Landing that first job often requires creativity.
Consider the approach of Yarko Petryshyn: in February, the 28-year-old law school graduate of the University of Leicester in England, who now lives in Winnipeg, received an offer for an articling position. After six months of delays, however, Petryshyn says the firm decided it could no longer hire him “in the near-term.”
This put Petryshyn in a bind. Thinking he had secured employment, he had stopped looking for work and hiring season for articling jobs had passed.
Instead of waiting for new job postings, he took out a seven-day classified advertisement in the Globe and Mail that ran last week, marketing himself as a “recent law school grad . . . seeking articling opportunity nationwide.”

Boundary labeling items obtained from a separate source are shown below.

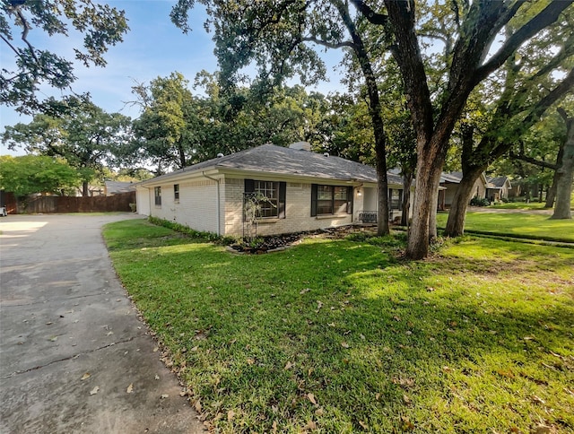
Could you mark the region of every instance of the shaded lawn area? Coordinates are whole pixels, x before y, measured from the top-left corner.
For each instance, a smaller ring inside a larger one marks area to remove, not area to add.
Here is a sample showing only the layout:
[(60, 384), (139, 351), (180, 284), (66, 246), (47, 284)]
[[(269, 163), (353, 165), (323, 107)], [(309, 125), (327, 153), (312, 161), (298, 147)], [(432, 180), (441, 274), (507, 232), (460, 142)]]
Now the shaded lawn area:
[[(110, 256), (221, 432), (574, 430), (574, 249), (394, 239), (236, 256), (146, 221)], [(542, 432), (542, 431), (541, 431)]]
[[(500, 204), (492, 204), (488, 208), (493, 208), (495, 210), (548, 210), (544, 208), (544, 202), (507, 202)], [(574, 209), (574, 199), (570, 204), (570, 208)]]
[[(448, 219), (448, 213), (439, 213), (438, 227), (445, 228)], [(574, 242), (574, 220), (551, 220), (545, 214), (469, 212), (465, 230)]]

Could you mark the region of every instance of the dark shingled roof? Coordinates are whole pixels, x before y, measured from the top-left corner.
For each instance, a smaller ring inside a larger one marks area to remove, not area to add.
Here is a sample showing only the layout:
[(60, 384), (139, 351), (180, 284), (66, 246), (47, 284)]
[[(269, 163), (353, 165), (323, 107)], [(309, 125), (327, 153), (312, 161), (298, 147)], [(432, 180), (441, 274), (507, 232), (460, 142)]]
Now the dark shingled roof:
[[(203, 161), (152, 179), (207, 169), (236, 169), (274, 175), (300, 175), (343, 181), (377, 182), (377, 171), (365, 164), (309, 151), (263, 144), (256, 148)], [(387, 174), (389, 184), (402, 184), (398, 175)]]
[(497, 188), (502, 188), (507, 179), (507, 177), (489, 178), (488, 182), (492, 184)]

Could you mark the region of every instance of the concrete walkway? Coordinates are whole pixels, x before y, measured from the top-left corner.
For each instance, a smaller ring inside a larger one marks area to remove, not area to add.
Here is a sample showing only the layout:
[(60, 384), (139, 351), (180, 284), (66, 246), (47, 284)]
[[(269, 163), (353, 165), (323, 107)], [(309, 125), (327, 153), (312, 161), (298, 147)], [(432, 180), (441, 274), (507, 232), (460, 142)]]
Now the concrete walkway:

“Almost three million people a week read the Globe and Mail,” says Petryshyn, reflecting on his initial thought process. Moreover, he reasoned, classifieds appear “at the end of the sports section, so if anybody reads the sports section they’ll come across the ads. I just figured there’s got to be a chance someone somewhere is going to read this and may have an opportunity available.”

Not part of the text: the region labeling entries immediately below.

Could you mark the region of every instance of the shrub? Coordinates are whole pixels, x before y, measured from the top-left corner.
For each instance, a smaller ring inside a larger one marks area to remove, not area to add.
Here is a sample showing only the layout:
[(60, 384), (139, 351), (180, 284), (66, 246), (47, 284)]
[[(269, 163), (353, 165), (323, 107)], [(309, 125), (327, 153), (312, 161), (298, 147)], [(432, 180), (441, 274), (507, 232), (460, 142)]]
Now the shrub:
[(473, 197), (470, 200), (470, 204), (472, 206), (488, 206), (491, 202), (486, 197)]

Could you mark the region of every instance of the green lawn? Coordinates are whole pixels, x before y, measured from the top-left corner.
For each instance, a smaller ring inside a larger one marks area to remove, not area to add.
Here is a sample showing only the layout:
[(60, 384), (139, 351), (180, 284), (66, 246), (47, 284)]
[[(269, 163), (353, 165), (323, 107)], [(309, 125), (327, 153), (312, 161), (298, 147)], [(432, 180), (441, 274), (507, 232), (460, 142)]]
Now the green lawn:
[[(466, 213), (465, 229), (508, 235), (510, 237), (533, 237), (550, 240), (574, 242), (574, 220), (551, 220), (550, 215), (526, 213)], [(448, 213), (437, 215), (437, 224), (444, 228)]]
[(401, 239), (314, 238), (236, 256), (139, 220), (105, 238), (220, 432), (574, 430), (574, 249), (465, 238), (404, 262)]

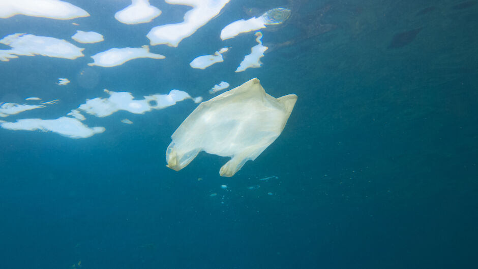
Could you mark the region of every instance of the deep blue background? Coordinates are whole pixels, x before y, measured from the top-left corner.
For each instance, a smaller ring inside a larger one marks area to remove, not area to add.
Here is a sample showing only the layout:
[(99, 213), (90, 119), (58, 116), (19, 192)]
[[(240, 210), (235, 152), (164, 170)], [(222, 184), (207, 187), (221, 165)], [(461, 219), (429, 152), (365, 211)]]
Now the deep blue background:
[[(231, 0), (178, 48), (151, 47), (165, 59), (112, 68), (86, 63), (111, 47), (147, 44), (151, 27), (181, 21), (188, 9), (152, 0), (163, 14), (126, 25), (113, 16), (128, 1), (69, 2), (91, 17), (0, 20), (1, 37), (71, 40), (80, 29), (105, 39), (78, 45), (86, 56), (74, 61), (0, 62), (0, 102), (61, 100), (3, 119), (56, 118), (106, 97), (104, 88), (138, 98), (177, 89), (207, 99), (221, 80), (235, 87), (254, 77), (273, 96), (298, 99), (282, 134), (231, 178), (218, 175), (227, 158), (204, 152), (179, 172), (165, 167), (170, 135), (196, 106), (191, 100), (144, 115), (89, 116), (86, 124), (106, 130), (85, 139), (0, 129), (0, 267), (475, 266), (476, 1)], [(262, 31), (270, 48), (263, 65), (234, 73), (255, 37), (223, 42), (220, 30), (280, 6), (292, 15)], [(335, 26), (322, 32), (326, 24)], [(416, 29), (414, 38), (397, 41)], [(225, 46), (231, 49), (224, 62), (189, 66)], [(59, 77), (72, 82), (58, 86)], [(258, 180), (271, 176), (279, 178)]]

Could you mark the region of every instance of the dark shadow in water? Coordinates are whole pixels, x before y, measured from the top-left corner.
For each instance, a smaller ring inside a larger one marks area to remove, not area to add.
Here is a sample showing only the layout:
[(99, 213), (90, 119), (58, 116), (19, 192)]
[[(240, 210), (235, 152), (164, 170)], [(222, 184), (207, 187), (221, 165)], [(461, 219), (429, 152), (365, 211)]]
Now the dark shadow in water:
[(415, 39), (418, 33), (422, 30), (422, 27), (417, 28), (395, 35), (389, 45), (389, 48), (395, 49), (405, 46)]

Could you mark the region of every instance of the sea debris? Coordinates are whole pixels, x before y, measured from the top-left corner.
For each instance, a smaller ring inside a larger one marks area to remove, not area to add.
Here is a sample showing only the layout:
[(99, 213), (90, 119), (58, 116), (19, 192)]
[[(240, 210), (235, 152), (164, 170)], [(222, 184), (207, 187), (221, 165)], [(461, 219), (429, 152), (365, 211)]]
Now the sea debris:
[(271, 177), (267, 177), (266, 178), (261, 178), (259, 179), (259, 180), (261, 181), (263, 181), (264, 180), (268, 180), (270, 179), (278, 179), (278, 178), (279, 178), (279, 177), (277, 176), (272, 176)]
[(60, 85), (63, 86), (67, 85), (70, 83), (70, 80), (65, 78), (58, 78), (58, 82), (56, 82), (56, 84)]

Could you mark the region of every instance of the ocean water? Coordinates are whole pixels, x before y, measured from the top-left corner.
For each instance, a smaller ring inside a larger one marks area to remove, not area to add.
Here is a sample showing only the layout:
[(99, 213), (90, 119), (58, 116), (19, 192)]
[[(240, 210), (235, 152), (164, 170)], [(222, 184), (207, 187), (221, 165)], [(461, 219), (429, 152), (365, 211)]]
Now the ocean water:
[[(180, 22), (189, 8), (151, 0), (163, 14), (126, 25), (114, 14), (130, 1), (68, 2), (91, 16), (0, 19), (0, 37), (85, 48), (76, 60), (0, 62), (0, 102), (59, 100), (0, 119), (56, 119), (107, 97), (104, 89), (207, 100), (221, 81), (230, 89), (255, 77), (272, 96), (298, 100), (282, 134), (232, 178), (218, 174), (227, 158), (204, 152), (179, 172), (165, 167), (171, 134), (197, 106), (191, 100), (144, 114), (84, 114), (84, 123), (105, 128), (87, 138), (0, 128), (0, 268), (476, 266), (478, 2), (231, 0), (177, 48), (150, 46), (165, 59), (113, 68), (87, 63), (111, 48), (148, 45), (151, 28)], [(262, 66), (234, 73), (255, 37), (222, 41), (221, 30), (277, 7), (291, 14), (261, 29)], [(78, 29), (105, 41), (76, 43)], [(189, 66), (225, 46), (223, 62)]]

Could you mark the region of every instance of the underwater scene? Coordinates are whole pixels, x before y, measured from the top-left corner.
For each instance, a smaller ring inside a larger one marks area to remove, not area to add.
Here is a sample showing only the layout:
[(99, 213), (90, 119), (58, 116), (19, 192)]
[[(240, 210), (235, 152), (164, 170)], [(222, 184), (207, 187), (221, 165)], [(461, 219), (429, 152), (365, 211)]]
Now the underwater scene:
[(0, 268), (478, 262), (478, 1), (0, 0)]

In the end, his posting, which cost $430, elicited half a dozen emails, none of which had anything to do with an articling job (several of the emails, for instance, asked Petryshyn, who has not yet been called to the bar, to provide legal services).
Based on the lack of results, he says he would not advise other job-lookers to advertise themselves in the classifieds.
Fortunately, for Petryshyn, his father is a lawyer in Winnipeg and has agreed to take his son on as an articling student — an offer Petryshyn says he will likely accept within the month.